# Data frames

In this tutorial we'll explore data frames, the primary object in many data analytics and machine learning applications. We'll start with one of R's built-in data frames, mtcars.

## Basics

In [None]:
mtcars

Instead of dumping the entire contents of the data frame, we can display the first or last rows using the head and tail functions, respectively. With a single argument, the name of the data frame, these functions return the header plus six rows of data. By adding a second optional argument, we can specify the number of rows.

In [None]:
head(mtcars)

In [None]:
tail(mtcars,3)

The row names are returned using the rownames function

In [None]:
rownames(mtcars)

The number of rows and columns can be returned using the nrow and ncol functions.

In [None]:
nrow(mtcars)

In [None]:
ncol(mtcars)

The contents of a cell can be accessed by the row and column indexes or names. Note that the pair is comma separated and enclosed by square brackets and we can mix or match indexes and names.

In [None]:
mtcars[6,4]

In [None]:
mtcars["Valiant", "hp"]

In [None]:
mtcars["Valiant", 4]

In [None]:
mtcars[6, "hp"]

## Column operations

The contents of a column can be returned by index/name enclosed in double square brackets, the dollar (\$) operator or the index/name following a comma in single square brackets. In this last option, the missing argument before the comma represents a wildcard.

In [None]:
mtcars[["wt"]]

In [None]:
mtcars[[6]]

In [None]:
mtcars$wt

In [None]:
mtcars[,"wt"]

The usual list functions can be applied to a column.

In [None]:
max(mtcars$wt)

In [None]:
sum(mtcars$wt)

## Slices

One of the key data frame operations is generating slices by column, row or a combination of the two.

### Column slices

Acessing a column by index or name using single square brackets returns a "column slice" of the data frame. A slice containing multiple columns can be created using a vector of indexes or names and the result can be assigned to a new data frame.

In [None]:
head(mtcars["hp"])

In [None]:
df1 <- mtcars[c("mpg", "cyl", "wt", "carb")]

In [None]:
head(df1)

A column can be removed from a data frame by assigning NULL to the column. In the example below, we remove the "wt" column.

In [None]:
df1$wt <- NULL

In [None]:
head(df1)

### Row slices

We can generate a "row slice" of the data frame by specifying a name, index, vector of names or vector of indexes in single square brackets followed by a comma. The missing argument aftr the comma represents a wildcard.

In [None]:
mtcars[3,]

In [None]:
mtcars[c(3,5,7),]

In [None]:
mtcars[c("Datsun 710", "Duster 360"),]

In [None]:
which(mtcars$hp > 200)

Row slices can also be generated by filtering on values. In the example below, we select all cars with "hp" > 240

In [None]:
mtcars[which(mtcars$hp > 240),]

### Slicing by row and column

As you might expect, we can generate arbitrary slices by row and column

In [None]:
mtcars[c("Datsun 710", "Duster 360", "Valiant"), c("mpg", "wt", "carb")]

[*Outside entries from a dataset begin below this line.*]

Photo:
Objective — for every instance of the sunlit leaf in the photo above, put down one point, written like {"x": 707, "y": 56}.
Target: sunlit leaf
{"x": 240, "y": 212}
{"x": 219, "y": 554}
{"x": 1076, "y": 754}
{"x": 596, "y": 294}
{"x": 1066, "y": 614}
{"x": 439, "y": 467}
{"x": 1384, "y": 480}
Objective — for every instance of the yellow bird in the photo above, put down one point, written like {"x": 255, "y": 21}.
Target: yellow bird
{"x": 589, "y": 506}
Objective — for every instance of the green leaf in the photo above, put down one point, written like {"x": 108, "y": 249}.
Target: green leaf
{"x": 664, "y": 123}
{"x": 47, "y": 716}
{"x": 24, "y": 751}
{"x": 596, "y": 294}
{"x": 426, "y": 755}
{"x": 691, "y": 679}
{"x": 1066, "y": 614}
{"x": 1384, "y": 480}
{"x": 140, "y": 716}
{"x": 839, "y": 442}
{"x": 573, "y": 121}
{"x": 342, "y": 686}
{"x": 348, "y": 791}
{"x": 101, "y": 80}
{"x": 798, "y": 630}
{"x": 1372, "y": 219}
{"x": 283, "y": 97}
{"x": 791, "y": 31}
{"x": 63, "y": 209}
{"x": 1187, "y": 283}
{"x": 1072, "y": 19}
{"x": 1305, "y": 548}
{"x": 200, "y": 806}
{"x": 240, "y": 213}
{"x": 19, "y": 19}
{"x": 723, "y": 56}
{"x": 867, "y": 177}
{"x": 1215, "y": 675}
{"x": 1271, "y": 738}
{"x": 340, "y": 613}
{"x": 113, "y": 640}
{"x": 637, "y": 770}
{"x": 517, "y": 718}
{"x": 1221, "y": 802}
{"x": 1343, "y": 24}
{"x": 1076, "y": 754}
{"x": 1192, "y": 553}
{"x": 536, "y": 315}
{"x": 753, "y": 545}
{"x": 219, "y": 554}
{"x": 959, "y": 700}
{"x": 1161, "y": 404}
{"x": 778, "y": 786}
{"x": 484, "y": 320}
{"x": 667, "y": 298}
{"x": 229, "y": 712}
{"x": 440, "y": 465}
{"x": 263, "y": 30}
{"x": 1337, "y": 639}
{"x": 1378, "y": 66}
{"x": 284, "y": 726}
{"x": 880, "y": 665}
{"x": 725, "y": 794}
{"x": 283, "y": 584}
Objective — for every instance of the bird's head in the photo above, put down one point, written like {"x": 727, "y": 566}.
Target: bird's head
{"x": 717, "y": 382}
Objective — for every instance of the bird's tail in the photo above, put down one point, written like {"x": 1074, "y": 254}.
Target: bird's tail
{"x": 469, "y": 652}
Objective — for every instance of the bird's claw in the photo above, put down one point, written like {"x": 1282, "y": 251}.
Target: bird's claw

## Extracting information from data frames

We already covered the basic functionality of data frames. Let's now explore how we can extract useful information from the data frame. Continuing with the mtcars example, we'll ask questions such as "what is the highest mpg achieved by a car in our data frame?" and "which car has the highest weight (wt)?"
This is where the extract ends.